Whitespace tokenizer matching fastText's Dictionary::readWord.
fastText splits on a fixed byte set: space, newline, carriage return, tab, vertical tab, form feed, and NUL. Any maximal run of non-whitespace bytes between whitespace bytes (or string boundaries) is one token. The rules are byte-level, not codepoint-level, so this implementation is not Unicode-aware — that intentionally mirrors the reference.
At inference time the official Python wrapper replaces newlines with
spaces before calling into C++ (predict in python/fasttext_module/fasttext/FastText.py).
This tokenizer takes the same approach: callers wanting strict Python
parity can pre-strip newlines themselves, but the default behaviour
treats \n as whitespace and never emits the special </s> EOS token
that the training-time readWord would produce.

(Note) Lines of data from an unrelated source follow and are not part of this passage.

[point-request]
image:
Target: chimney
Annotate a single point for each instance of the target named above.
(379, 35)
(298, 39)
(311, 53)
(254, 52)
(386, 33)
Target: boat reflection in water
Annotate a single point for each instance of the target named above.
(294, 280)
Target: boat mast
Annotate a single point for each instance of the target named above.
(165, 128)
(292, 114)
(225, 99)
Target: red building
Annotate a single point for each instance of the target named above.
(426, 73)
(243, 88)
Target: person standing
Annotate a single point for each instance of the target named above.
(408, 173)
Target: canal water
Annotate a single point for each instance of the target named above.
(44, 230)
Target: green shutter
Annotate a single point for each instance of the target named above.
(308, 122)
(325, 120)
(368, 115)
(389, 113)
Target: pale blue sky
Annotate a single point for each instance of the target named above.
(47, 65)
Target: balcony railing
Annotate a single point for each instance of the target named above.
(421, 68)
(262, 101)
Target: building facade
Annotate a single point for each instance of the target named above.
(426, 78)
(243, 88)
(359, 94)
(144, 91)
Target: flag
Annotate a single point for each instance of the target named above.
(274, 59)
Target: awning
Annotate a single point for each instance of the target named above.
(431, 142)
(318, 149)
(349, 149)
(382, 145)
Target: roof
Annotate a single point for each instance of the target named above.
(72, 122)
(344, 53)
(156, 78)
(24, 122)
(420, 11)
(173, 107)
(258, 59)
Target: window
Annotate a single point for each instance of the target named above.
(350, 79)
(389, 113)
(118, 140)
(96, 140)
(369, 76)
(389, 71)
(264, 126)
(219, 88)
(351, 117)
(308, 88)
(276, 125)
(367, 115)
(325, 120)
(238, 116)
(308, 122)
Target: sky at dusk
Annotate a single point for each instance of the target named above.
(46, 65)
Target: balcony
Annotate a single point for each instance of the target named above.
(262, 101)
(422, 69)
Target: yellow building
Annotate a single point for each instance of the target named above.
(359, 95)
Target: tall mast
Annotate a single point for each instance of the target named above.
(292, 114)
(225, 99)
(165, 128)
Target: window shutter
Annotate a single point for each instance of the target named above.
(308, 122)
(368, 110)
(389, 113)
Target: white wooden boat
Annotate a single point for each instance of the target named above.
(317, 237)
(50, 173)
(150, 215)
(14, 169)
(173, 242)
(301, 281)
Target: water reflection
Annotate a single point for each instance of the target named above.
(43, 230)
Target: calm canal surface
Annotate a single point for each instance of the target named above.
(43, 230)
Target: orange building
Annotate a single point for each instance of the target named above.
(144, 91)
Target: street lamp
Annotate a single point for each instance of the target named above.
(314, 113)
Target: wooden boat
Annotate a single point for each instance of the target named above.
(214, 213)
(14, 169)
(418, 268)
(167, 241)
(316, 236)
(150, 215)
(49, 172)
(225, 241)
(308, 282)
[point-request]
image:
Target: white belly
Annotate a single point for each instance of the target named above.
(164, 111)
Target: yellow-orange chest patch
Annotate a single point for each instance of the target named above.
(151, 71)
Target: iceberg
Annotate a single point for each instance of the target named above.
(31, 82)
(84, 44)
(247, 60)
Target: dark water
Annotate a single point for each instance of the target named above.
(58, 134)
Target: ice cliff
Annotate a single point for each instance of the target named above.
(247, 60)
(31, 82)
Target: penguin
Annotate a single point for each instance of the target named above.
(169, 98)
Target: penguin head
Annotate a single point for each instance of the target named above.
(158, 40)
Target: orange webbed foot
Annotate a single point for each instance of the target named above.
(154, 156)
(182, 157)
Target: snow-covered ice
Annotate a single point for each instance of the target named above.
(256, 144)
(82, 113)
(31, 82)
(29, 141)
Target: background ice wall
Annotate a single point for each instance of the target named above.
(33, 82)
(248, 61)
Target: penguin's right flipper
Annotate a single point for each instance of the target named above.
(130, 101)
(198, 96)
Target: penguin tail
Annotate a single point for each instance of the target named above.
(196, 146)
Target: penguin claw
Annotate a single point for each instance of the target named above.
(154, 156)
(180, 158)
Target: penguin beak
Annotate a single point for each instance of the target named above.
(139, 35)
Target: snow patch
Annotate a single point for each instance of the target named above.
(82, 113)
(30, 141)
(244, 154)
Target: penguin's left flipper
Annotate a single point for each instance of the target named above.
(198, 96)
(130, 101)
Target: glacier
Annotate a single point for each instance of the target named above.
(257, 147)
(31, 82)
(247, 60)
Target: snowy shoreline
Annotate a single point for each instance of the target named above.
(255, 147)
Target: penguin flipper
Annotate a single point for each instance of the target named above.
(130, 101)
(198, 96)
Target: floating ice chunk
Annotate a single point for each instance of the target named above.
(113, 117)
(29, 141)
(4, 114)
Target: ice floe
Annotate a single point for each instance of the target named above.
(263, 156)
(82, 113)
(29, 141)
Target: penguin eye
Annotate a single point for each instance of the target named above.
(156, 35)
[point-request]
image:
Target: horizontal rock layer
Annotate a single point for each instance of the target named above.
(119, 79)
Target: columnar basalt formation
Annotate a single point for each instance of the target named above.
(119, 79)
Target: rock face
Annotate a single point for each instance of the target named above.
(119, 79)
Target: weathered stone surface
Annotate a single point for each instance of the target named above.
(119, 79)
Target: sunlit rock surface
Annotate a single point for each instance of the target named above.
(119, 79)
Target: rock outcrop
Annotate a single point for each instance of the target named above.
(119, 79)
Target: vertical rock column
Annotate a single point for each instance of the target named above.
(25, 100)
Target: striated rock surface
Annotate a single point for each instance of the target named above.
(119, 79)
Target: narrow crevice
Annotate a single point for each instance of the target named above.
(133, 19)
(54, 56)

See src/dictionary.cc (Dictionary::readWord,
Dictionary::readWordNoNewline).
Summary
Functions
Splits a binary into tokens using fastText's whitespace rules.
Functions
Splits a binary into tokens using fastText's whitespace rules.
Arguments
textis a UTF-8 binary or arbitrary byte sequence. Whitespace is treated at the byte level: a stray byte in[\s, \n, \r, \t, \v, \f, \0]is a separator no matter what surrounding bytes look like.
Returns
- A list of binaries, in document order, with no empty tokens. Returns
[]for empty or whitespace-only input.
Examples
iex> Text.Language.Classifier.Fasttext.Tokenizer.tokenize("hello world")
["hello", "world"]
iex> Text.Language.Classifier.Fasttext.Tokenizer.tokenize(" hello\tworld\n")
["hello", "world"]
iex> Text.Language.Classifier.Fasttext.Tokenizer.tokenize("")
[]
iex> Text.Language.Classifier.Fasttext.Tokenizer.tokenize("一個 中文 句子")
["一個", "中文", "句子"]